I prodotti semilavorati destinati al commercio estero possono riportare in etichetta l’origine italiana anche se i pomodori sono cinesi
100 milioni di chili di derivati del pomodoro sono sbarcati dalla Cina quest’anno, per approdare in Italia e coprire oltre il 15% della produzione nazionale. Il consumo di derivati del pomodoro, come ad esempio il sugo, in Italia è di circa 30 kg l’anno per persona. L’utilizzo interno, che ricopre buona parte della dieta mediterranea, è molto alto, ed a queste cifre si devono aggiungere le quantità di semilavorati da pomodoro esportate all’estero.
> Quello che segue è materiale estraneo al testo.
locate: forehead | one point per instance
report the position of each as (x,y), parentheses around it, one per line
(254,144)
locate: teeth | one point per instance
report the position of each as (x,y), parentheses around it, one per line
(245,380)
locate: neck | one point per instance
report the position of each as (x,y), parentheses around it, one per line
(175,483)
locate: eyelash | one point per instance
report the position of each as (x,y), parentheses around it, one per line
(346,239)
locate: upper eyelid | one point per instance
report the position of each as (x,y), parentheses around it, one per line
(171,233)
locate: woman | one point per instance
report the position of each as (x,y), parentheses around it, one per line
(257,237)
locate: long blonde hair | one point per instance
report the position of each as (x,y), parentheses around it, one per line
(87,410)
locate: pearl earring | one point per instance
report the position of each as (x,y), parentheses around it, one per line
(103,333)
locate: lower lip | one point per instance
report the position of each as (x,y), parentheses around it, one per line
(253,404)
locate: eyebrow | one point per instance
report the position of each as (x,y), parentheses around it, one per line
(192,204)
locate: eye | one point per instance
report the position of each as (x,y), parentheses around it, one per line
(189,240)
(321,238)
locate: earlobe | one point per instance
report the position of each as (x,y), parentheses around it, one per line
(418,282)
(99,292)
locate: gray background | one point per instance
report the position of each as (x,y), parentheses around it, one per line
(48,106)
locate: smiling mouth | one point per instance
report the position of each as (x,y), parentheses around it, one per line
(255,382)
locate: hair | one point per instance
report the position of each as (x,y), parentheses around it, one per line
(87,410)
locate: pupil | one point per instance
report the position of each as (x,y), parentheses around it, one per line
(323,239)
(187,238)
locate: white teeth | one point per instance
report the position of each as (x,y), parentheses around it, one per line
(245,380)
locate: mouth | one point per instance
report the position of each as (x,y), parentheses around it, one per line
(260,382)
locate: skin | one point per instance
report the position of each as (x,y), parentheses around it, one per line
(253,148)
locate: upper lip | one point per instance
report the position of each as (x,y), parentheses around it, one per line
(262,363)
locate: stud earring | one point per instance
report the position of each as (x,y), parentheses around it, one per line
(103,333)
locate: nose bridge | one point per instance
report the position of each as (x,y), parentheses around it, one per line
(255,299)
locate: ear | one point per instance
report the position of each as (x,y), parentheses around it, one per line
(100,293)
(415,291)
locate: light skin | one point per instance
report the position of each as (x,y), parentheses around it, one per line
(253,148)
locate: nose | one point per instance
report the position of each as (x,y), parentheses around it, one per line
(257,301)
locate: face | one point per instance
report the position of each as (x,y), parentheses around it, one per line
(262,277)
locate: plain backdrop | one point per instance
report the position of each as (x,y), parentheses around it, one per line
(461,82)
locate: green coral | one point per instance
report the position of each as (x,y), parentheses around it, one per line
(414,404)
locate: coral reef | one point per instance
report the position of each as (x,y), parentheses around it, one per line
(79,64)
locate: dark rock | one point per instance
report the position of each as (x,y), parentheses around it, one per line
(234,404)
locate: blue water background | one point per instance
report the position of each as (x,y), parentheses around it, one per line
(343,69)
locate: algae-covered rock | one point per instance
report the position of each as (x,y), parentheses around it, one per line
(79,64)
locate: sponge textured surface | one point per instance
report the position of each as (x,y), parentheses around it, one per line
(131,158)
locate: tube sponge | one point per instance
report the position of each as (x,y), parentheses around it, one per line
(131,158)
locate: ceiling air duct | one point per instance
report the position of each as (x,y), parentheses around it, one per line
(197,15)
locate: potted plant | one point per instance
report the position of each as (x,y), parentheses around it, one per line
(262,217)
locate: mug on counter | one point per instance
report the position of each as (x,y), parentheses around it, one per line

La produzione italiana non ce la fa a soddisfare la richiesta a prezzi competitivi, per cui la materia prima o il semilavorato viene importato dalla Cina.
In Italia per il pomodoro semilavorato, quello che si può chiamare passata, pelati o polpa, esiste una legislazione ben precisa. E’ obbligatorio riportare sulle etichette la provenienza della materia prima. Ma non è lo stesso per i prodotti destinati all’esportazione. Si potrebbe spacciare per “Made in Italy” un semilavorato da pomodoro fatto con bacche rosse cinesi. E questo costituisce un problema per la garanzia e l’integrità del marchio “Made in Italy“.
La Coldiretti avverte: “E’ un commercio che va controllato attentamente per evitare che possa nascondere frodi o inganni. Il rischio, infatti, è che il prodotto importato venga spacciato sui mercati nazionali ed esteri come Made in Italy con gravi danni al prodotto nazionale in termini di mercato e di immagine”.